- Russian: Человек с Пятой авеню
- Directed by: Tengiz Semyonov
- Written by: Genrikh Borovik Leonid Zamyatin
- Starring: Joe Mauri
- Distributed by: Central Studio of Documentary Films
- Release date: 1986;
- Running time: 90 minutes
- Country: Soviet Union
- Languages: Russian, English

= The Man from Fifth Avenue =

The Man from Fifth Avenue («Человек с Пятой авеню») is a 1986 Soviet documentary film about everyday life on Fifth Avenue of New York City.

The film opens with a protest in Washington, D.C., closing-up on homeless people in blankets, trying to sleep on the ground.
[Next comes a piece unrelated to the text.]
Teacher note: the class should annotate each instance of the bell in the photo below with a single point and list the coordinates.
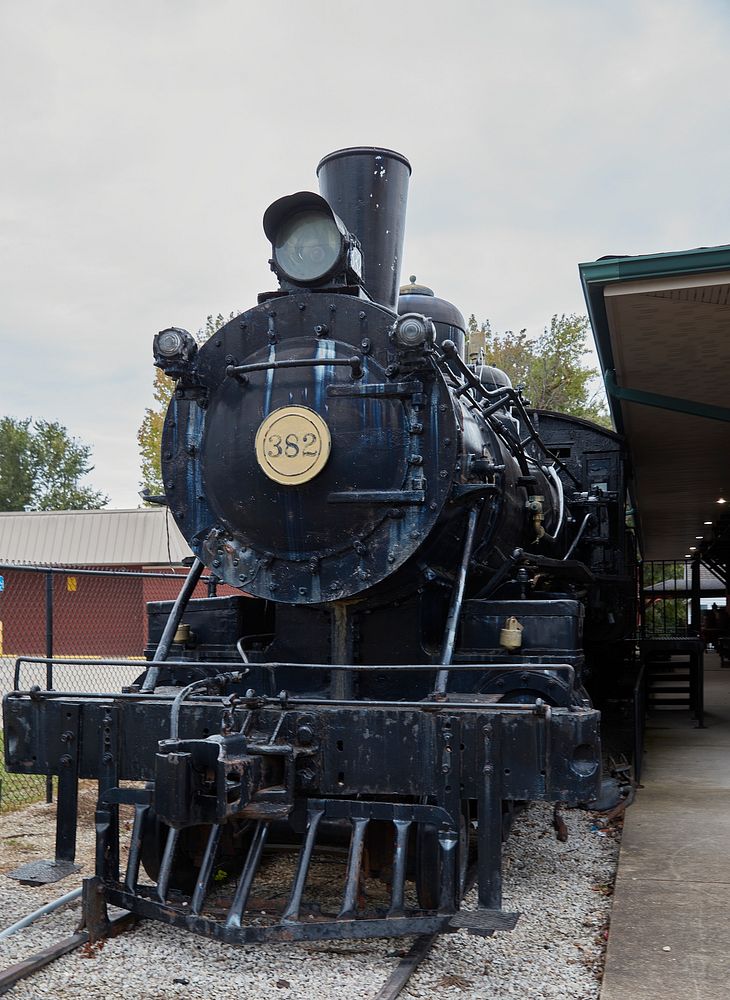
(510, 637)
It then moves to a New York street, with skyscrapers and yellow taxis. After about six minutes, a narrator introduces the main person, Joe Mauri. He was threatened with eviction from his flat on West 70th Street as his landlady wanted to use that space as a sewing room. Mauri lived in the flat for 12 years, paying $98 a month for a small, 54-square-foot room. After a brief tour of his apartment, he walks around outside, showing off Manhattan, including the Plaza Hotel. The film then shows New York exteriors intercut with conversational snippets from Mauri about social stratification, unemployment and corporate greed in New York City. The film ends with the notice before closing credits that on November 22, 1985 Joe Mauri was evicted from his flat near Fifth Avenue. The film uses the songs "Born in the U.S.A." by Bruce Springsteen, "Porpoise Mouth" by Country Joe and the Fish, etc.

==Production==
The story of Joe Mauri was picked up for the film by Soviet journalist Iona Andronov when in September 1985, on New York's Upper West Side he spotted two women handing out flyers about Mauri. Some American publications had already covered Mauri's then-pending eviction.

==Reception==
The film was broadcast on Soviet television in 1986 in primetime and was widely discussed by Moscow residents.
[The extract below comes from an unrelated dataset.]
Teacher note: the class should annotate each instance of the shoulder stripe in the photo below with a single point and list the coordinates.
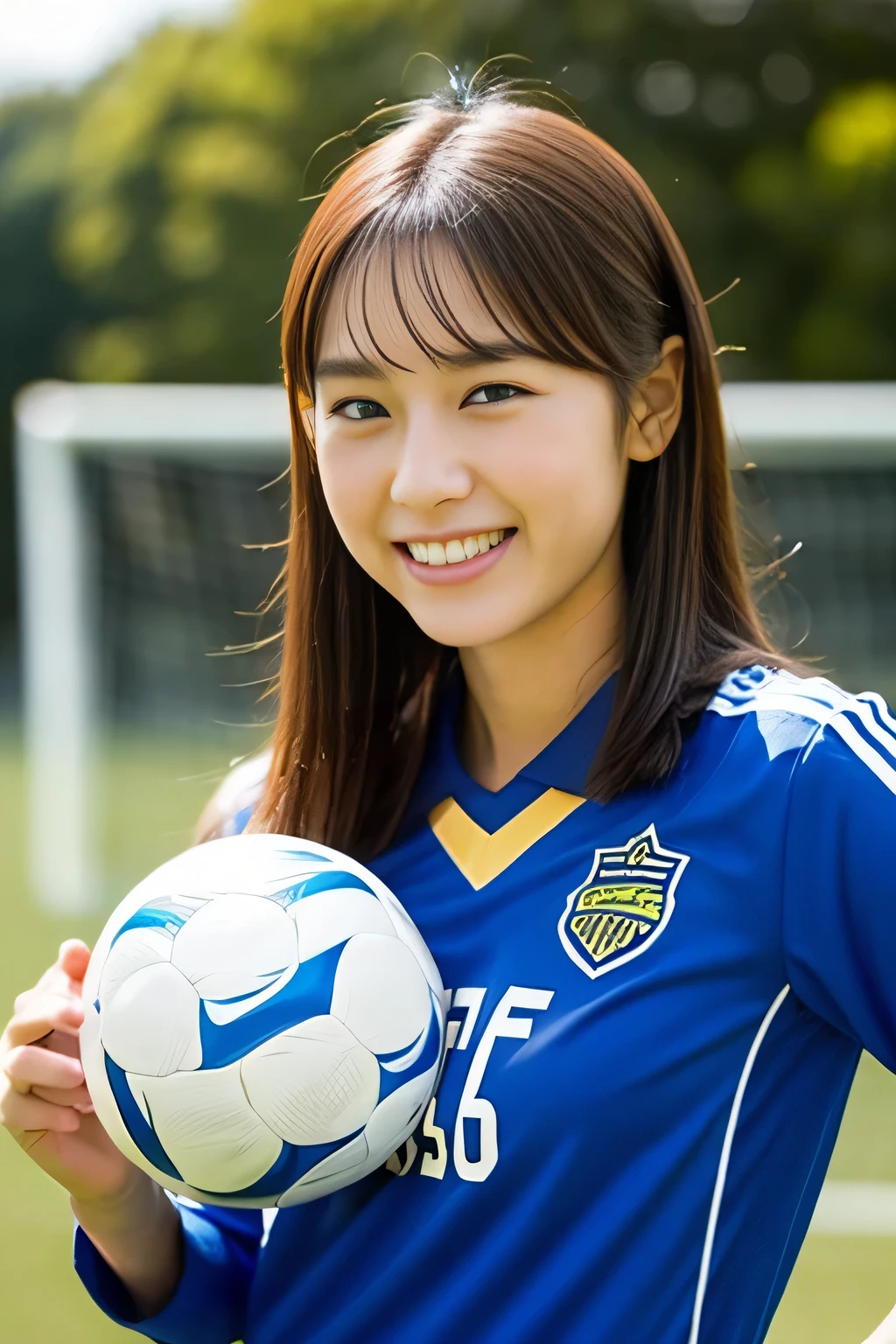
(866, 752)
(723, 1166)
(863, 722)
According to a contemporary review by The New York Times, the film "was consistent with the common Soviet portrait of America as a corrupt, immoral society torn by racial tensions and economic inequities and controlled by ruthless capitalists" while New York City is shown "as a modern Gomorrah, focusing on the misery of the homeless, the squalor of Times Square and the presence of prostitution, drug addiction, pornography and poverty".